Users can now navigate in and out of filters and the legend without getting stuck, and every control meets contrast standards for low vision users.


List View

Before & After List view before and after

What changed

  • Back button added to List view
  • Dedicated Filters button added for sorting and filtering
  • Map text button removed

Why it matters

Navigation is now straightforward and screen reader friendly, with no dead-end states.


Experience Report

Before & After Experience report before and after

What changed

  • New search bar with a labeled form field added
  • Speech dictation enabled within the keyboard

Why it matters

Users who can't type manually can now complete the experience report using their voice.


Notifications

Before & After

What changed

  • EDIT button placement updated
  • UI element colors updated
  • Descriptive copy added to New Location button
  • New Location button repositioned on Android
  • Vibration integrated with Alert sound
  • Accessible deletion and editing flow added

Why it matters

Deaf and hard of hearing users now receive haptic alerts, and all users can manage notifications without ambiguity or confusion.


Safety Page

Before & After Safety page before and after

What changed

  • Descriptive link copy added
  • Accessibility-focused imagery with alt-text added

Why it matters

Screen reader users can now fully navigate the Safety page and access earthquake preparedness information independently.

01

Vibration over Full Audio Customization

Gained

Delivered immediate, high-impact accessibility for deaf and hard-of-hearing users — haptic feedback could ship within the current release without requiring new audio infrastructure.

Cost
  • Full audio customization deferred to a future phase
  • Users relying on audio-only feedback not fully served
  • Solution shaped by engineering constraint, not user need alone
02

Brand Palette vs.
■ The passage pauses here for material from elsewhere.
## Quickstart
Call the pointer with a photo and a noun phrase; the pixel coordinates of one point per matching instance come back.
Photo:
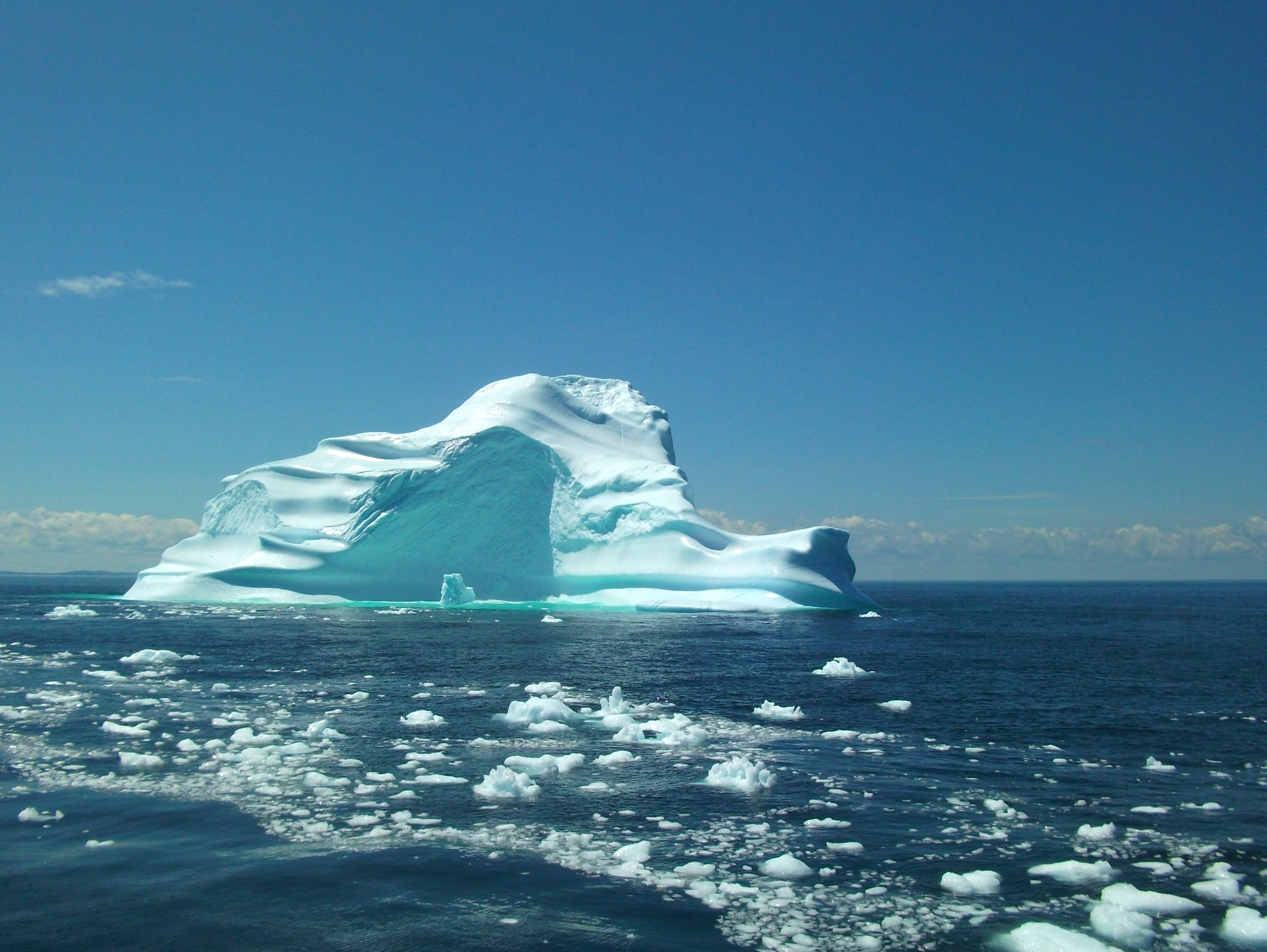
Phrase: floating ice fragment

Accessibility Compliance

Gained

Every user, regardless of vision ability, can read the interface — WCAG contrast requirements met across the board.

Cost
  • Accessible colors are less vibrant than the original palette — the design doesn't look as visually striking as it once did
  • Significant stakeholder pushback because the new colors "didn't look good"
  • Had to build an internal case for why compliance mattered more than aesthetics
03

Specialist Testing over Broad User Testing

Gained

Partnered with a UC Berkeley accessibility specialist for expert-led testing — rigorous, principled feedback even when broader user access wasn't possible.

Cost
  • Testing with one specialist, not many — a single perspective, however expert, can't capture the full range of lived experience
  • Access to a wider pool of differently-abled testers was cut off by COVID timing
  • A gap I'd prioritize closing in a future phase with broader participatory testing
04

VoiceOver before TalkBack

Gained

iOS VoiceOver shipped first, immediately serving the larger portion of the user base with full screen reader support.

Cost
  • Android TalkBack users had no screen reader support until the next phase
  • Sequencing driven by bandwidth, not user need
  • Temporary accessibility gap between platforms

The work isn't done — Phase 3 is ongoing.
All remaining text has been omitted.